Steve was awakened from a deep slumber by the sound of his ringing phone. He answered without even looking at who was calling.
“What?” he snapped. He expected another plea to come in early from Nancy, before he remembered that he wasn’t on call anymore. He had the day off tomorrow.
“Steve.” Dustin’s voice. He sounded panicked. “I really need your help.”
Steve glanced over at his alarm clock. It was two in the morning. “What the fuck, Dustin? It’s the middle of the night!”
“Yeah, but. I’ve got a situation here. You see, I didn’t quite think through the fact that I’m all brains and no brawn. And this particular project is going to require… a fair bit of brawn.”
“At two am?”
“It can’t exactly wait. I’ve got two dead bodies sitting on gurneys beside my car and I can’t lift them in.”

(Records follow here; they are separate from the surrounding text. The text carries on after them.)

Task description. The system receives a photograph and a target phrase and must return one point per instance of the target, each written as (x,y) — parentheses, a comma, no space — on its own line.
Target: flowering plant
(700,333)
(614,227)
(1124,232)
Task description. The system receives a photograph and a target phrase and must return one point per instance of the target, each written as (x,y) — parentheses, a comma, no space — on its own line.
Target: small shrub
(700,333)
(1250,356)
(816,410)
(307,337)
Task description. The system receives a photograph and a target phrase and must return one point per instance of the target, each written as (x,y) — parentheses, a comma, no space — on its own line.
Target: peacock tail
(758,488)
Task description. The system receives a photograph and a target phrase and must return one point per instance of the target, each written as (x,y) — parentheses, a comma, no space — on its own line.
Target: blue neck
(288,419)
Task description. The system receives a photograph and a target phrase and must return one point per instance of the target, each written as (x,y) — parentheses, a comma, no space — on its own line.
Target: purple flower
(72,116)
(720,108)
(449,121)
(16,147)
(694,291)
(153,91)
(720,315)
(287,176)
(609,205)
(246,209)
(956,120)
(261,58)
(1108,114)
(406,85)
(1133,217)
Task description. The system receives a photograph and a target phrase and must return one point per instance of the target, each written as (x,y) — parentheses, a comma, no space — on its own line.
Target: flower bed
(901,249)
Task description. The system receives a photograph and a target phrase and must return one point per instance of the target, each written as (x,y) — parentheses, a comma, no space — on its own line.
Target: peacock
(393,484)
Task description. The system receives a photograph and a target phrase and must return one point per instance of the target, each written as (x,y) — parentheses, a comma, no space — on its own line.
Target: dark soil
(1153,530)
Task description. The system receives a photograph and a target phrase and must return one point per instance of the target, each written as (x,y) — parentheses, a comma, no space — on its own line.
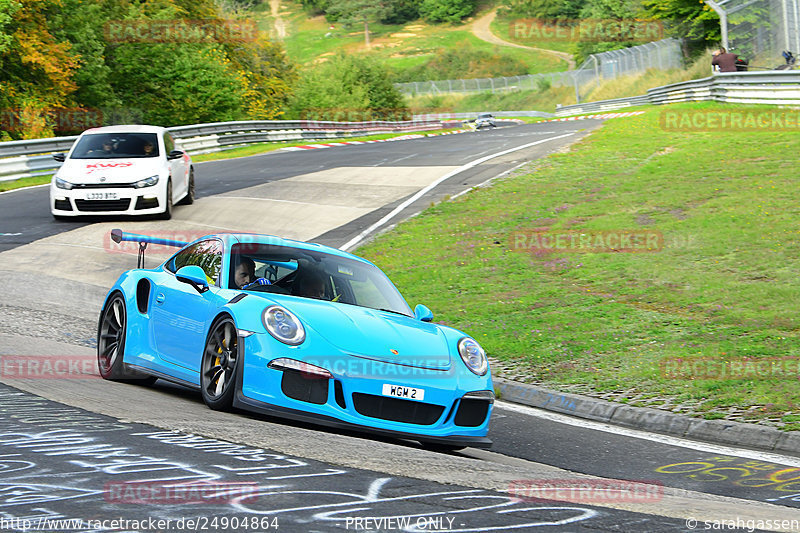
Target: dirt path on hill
(280,25)
(481,30)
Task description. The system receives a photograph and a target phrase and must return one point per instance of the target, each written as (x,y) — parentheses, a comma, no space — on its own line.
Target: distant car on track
(485,120)
(122,170)
(297,330)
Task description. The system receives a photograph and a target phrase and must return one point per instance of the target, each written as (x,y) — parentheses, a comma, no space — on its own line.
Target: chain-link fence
(760,30)
(663,54)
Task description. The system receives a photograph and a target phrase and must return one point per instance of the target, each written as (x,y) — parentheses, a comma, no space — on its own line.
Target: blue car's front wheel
(219,365)
(111,343)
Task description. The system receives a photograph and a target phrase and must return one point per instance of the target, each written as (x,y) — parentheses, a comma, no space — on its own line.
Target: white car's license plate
(101,196)
(398,391)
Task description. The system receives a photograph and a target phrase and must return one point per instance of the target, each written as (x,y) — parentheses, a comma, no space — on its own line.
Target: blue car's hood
(371,333)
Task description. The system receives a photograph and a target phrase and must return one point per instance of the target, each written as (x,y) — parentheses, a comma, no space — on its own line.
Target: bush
(465,62)
(446,10)
(348,88)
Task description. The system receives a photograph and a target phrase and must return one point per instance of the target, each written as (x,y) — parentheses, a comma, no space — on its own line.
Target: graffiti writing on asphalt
(52,457)
(741,472)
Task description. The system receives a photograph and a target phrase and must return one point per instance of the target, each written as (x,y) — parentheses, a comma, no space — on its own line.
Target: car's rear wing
(117,235)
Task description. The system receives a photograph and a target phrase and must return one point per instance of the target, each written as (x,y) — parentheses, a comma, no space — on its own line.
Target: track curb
(647,419)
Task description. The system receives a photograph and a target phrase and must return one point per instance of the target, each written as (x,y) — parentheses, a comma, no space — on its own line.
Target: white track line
(716,449)
(361,236)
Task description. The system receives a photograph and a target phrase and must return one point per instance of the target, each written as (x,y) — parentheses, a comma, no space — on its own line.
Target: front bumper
(107,201)
(455,412)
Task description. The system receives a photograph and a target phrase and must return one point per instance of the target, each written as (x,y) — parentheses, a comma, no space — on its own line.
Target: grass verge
(723,289)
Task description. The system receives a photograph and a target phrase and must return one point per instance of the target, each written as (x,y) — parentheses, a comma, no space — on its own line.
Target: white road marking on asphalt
(387,162)
(478,186)
(262,199)
(717,449)
(358,238)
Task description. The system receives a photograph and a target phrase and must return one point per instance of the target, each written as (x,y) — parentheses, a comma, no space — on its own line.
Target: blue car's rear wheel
(111,343)
(218,369)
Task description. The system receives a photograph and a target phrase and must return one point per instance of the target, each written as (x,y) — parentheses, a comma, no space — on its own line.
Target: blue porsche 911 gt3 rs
(298,330)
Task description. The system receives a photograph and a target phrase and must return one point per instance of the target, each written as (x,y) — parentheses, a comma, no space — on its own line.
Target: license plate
(101,196)
(399,391)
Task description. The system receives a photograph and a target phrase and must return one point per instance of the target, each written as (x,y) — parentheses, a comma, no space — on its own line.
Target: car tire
(189,198)
(441,448)
(167,214)
(220,364)
(111,333)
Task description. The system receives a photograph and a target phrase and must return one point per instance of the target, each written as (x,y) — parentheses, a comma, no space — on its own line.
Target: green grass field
(506,29)
(723,288)
(398,46)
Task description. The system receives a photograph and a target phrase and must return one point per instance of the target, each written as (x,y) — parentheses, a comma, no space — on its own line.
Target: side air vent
(143,295)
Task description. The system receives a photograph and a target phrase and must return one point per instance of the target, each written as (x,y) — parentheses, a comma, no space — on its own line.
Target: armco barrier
(768,87)
(20,159)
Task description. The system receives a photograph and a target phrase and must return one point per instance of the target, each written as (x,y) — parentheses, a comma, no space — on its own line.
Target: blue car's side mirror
(194,276)
(423,313)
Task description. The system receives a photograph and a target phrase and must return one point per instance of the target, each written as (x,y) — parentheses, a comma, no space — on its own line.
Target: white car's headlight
(147,182)
(62,184)
(283,325)
(473,356)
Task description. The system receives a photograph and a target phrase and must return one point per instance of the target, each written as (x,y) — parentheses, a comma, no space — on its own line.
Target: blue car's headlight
(63,184)
(147,182)
(283,325)
(473,356)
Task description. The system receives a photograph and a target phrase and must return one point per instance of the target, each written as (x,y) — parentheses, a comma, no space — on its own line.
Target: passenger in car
(245,272)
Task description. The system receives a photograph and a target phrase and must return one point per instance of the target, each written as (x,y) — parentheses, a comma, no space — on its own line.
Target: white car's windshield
(116,146)
(311,274)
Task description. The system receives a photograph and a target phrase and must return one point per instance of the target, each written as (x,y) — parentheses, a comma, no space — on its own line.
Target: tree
(690,20)
(358,11)
(401,11)
(37,68)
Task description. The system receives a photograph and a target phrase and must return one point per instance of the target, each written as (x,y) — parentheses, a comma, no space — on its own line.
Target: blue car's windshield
(311,274)
(116,146)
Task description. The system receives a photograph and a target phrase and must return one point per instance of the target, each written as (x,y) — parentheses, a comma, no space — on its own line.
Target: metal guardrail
(27,158)
(780,87)
(474,114)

“You what?” Steve snapped, coming fully alert now.
“Look, if you don’t want me to end up in prison for body-snatching, can you please come to Smith and Hayes ASAP?”
“Why don’t you just wheel them back in?” Steve asked, unsure why he was attempting to reason with Dustin in this absurd situation.

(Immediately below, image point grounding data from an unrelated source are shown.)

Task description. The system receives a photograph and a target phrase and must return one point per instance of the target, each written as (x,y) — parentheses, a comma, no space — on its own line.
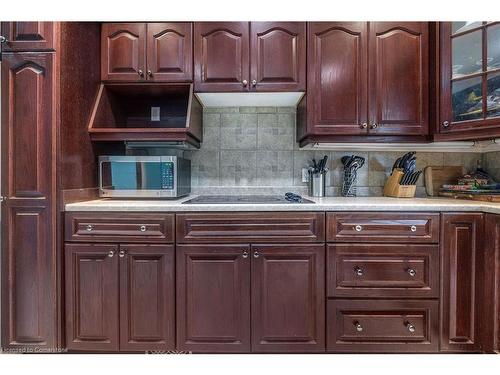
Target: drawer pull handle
(411,327)
(359,327)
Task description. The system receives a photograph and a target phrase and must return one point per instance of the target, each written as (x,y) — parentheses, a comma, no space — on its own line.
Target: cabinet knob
(358,271)
(359,327)
(411,328)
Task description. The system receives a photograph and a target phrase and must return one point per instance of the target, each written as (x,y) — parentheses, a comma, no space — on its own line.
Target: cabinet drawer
(382,326)
(383,227)
(380,270)
(99,227)
(251,228)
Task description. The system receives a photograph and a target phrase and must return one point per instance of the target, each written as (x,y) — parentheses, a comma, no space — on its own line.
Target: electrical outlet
(305,175)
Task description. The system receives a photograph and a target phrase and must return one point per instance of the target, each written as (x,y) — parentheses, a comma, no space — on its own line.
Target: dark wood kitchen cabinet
(123,51)
(492,283)
(399,78)
(227,294)
(243,56)
(469,90)
(288,300)
(29,305)
(462,271)
(92,297)
(119,297)
(28,36)
(278,56)
(365,79)
(213,298)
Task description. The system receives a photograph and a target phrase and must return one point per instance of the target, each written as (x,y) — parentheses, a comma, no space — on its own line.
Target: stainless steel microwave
(144,176)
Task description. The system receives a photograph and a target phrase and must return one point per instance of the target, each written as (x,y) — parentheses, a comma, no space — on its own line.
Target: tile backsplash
(252,150)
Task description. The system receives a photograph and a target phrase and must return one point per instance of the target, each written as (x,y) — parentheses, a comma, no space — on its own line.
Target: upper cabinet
(146,52)
(399,78)
(366,79)
(27,36)
(242,56)
(470,80)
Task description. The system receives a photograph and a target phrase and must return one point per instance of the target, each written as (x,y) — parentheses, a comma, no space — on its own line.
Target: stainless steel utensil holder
(317,184)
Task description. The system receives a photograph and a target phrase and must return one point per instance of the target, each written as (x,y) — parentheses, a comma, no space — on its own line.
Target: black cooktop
(244,199)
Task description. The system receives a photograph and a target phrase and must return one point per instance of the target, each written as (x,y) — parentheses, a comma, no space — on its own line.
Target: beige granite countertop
(321,204)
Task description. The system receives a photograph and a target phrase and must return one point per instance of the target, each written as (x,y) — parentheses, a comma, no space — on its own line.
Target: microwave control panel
(167,175)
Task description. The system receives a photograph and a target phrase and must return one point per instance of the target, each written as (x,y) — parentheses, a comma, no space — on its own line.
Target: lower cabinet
(119,297)
(228,294)
(383,326)
(462,286)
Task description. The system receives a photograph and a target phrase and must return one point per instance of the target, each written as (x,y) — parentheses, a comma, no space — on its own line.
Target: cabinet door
(28,36)
(278,56)
(91,290)
(470,80)
(221,56)
(147,313)
(123,51)
(213,298)
(492,283)
(288,298)
(29,306)
(170,52)
(337,78)
(399,78)
(462,287)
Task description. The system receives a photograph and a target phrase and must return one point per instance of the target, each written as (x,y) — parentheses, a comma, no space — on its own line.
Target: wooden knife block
(392,187)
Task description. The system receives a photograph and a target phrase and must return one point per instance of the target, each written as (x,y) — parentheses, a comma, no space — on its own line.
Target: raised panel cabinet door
(28,36)
(170,52)
(147,297)
(91,291)
(213,298)
(221,56)
(278,56)
(123,51)
(29,306)
(462,259)
(492,283)
(288,298)
(399,78)
(337,57)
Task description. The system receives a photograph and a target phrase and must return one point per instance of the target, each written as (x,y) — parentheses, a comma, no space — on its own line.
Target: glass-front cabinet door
(470,78)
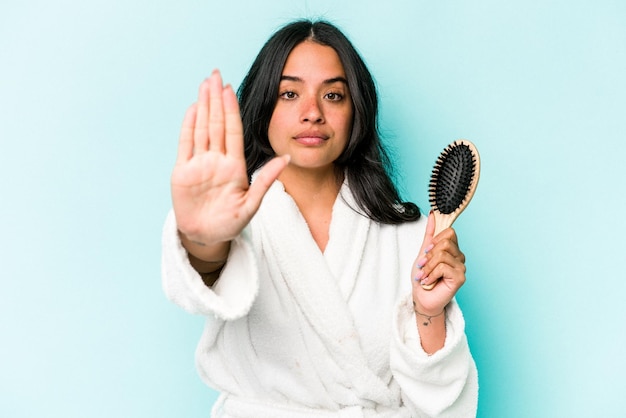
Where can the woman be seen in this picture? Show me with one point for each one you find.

“No can do. Frank already locked up, wouldn’t stay. I’m just supposed to leave the empty gurneys by the loading dock when I’m done.”
“But what are you doing with the bodies, man? What the fuck is going on?”

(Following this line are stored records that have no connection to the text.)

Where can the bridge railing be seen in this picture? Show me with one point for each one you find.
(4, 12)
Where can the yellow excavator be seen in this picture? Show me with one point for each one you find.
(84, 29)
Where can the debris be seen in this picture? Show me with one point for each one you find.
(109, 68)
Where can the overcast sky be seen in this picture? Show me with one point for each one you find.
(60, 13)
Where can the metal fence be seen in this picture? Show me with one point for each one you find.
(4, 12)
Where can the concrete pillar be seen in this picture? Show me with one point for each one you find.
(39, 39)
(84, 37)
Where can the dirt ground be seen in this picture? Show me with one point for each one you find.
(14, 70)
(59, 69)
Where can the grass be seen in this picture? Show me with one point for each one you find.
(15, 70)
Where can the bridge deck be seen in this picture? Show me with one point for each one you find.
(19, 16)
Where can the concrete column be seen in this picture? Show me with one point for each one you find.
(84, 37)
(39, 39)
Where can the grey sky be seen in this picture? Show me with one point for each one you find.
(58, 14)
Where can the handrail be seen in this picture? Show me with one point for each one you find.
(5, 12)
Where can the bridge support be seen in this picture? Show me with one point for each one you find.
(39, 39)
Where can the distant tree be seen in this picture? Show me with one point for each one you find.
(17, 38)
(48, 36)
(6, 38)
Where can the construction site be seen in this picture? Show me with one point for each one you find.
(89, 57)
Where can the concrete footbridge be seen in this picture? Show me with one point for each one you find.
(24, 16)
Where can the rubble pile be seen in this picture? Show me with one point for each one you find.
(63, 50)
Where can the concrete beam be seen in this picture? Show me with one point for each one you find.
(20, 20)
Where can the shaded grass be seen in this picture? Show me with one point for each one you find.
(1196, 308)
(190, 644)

“Steve.” Dustin let out his long-suffering sigh, the one he used when he thought Steve was being particularly stupid. “I promise I will tell you everything eventually, but this is kind of an emergency. If someone drives by and sees me out here with two dead bodies, I’m toast.”
Steve groaned, but pushed himself out of bed. Dustin was basically his little brother, in every way that mattered. He couldn’t just leave him out there, even if Dustin had gotten himself into this mess. “Fine, fine. I’ll be there soon as I can.”
He only took the time to throw on yesterday’s clothes and take a piss before he stumbled out the door to his car. Thankfully, the funeral home was just a few minutes’ drive. He didn’t see anyone in the parking lot when he pulled in, and wondered if Dustin had just played another thoroughly annoying prank on him. If he had, Steve wasn’t talking to him for weeks. When he drove around the side of the building, though, he spotted Dustin’s hatchback parked near the loading dock. Dustin stood behind the open trunk, two gurneys topped with body bags positioned beside him.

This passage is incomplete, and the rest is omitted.